Laser Creates Cheaper Free-Form Optics
AACHEN, Germany, April 17, 2012 — A new cost-effective process for fabricating small batches of nonspherical glass optical components will allow manufacturers to produce high-quality, customizable optical components of any geometry quickly and cheaply.
High-speed laser ablation of fused silica. (Images: ©Fraunhofer Institute for Laser Technology ILT, Aachen)
Researchers at the Fraunhofer Institute for Laser Technology (Fraunhofer ILT) used a computer-controlled CO2
laser to heat a quadratic piece of fused silicon to its evaporation temperature (2230°C), carving away at the silicon much as a sculptor would cut away sections of marble to create a statue.
The laser uses custom inputs to control how much silicon it removes and what shape it makes, so that virtually any surface form can be produced. Once the silicon is shaped, it is reheated to near the evaporation point to reduce roughness, and the material will stay polished while it cools. Further imperfections can be buffed out afterward using the same ablative process.
Components after individual steps of the process chain.

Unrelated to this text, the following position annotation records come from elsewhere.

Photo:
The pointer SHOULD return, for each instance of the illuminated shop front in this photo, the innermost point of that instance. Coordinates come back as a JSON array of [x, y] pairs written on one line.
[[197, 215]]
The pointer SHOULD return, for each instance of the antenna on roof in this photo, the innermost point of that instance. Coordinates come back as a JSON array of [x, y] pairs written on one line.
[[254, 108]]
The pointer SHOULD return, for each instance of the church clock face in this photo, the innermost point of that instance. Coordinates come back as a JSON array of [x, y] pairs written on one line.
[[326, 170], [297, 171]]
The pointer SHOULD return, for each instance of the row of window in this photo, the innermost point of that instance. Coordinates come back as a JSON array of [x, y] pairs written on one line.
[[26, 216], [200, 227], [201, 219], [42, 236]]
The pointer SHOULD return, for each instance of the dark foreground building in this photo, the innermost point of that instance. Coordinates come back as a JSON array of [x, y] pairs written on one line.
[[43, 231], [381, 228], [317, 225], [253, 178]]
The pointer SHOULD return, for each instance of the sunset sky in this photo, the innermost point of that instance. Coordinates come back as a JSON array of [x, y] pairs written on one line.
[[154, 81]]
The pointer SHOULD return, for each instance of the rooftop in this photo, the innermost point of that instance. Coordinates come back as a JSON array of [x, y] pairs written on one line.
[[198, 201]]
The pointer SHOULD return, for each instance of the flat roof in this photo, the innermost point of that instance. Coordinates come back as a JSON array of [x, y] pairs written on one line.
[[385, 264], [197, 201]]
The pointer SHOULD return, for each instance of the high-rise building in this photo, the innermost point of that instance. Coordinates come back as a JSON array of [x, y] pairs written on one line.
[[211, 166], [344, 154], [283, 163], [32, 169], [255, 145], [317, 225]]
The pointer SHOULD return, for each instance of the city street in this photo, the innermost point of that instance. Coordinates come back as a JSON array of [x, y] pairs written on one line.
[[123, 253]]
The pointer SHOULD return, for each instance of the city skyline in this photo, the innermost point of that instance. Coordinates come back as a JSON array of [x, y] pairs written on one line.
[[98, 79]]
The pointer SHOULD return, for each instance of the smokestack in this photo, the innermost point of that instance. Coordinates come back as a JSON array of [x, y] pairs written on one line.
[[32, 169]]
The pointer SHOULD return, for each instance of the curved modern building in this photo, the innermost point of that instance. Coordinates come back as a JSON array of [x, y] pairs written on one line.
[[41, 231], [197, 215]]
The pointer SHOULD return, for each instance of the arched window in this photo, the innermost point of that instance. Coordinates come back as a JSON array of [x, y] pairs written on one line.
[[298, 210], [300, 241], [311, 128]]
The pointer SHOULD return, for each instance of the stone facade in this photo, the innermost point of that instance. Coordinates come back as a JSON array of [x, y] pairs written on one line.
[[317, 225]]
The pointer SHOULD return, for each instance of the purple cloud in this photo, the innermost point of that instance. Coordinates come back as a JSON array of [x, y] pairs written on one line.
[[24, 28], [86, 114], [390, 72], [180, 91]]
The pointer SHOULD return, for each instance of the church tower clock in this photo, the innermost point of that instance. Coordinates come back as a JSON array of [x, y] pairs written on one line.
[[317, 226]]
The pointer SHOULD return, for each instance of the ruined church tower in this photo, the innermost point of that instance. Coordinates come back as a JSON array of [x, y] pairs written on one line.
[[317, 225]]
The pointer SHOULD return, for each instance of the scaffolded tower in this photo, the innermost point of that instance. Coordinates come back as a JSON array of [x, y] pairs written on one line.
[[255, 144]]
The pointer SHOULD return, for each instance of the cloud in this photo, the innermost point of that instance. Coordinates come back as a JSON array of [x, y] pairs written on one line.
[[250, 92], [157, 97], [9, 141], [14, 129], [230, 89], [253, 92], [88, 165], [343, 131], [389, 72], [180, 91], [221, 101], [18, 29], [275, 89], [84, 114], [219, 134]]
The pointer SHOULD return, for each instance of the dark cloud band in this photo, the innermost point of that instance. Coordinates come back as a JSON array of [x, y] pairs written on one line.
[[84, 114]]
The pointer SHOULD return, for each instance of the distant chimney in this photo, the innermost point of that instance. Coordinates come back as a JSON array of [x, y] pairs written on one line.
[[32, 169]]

As the laser process is controlled by computer data, the inputs can easily be changed to create optical components to order. The new process is also estimated to speed up manufacturing time by a factor of 10, which could drastically drive down the cost of manufacturing and increase production. However, before it can be applied in industry, the technique must be optimized by increasing the precision of the laser ablation and the quality of the polishing process.
The researchers are presenting their process at AKL, the International Laser Technology Congress, on the Fraunhofer ILT campus May 9-11.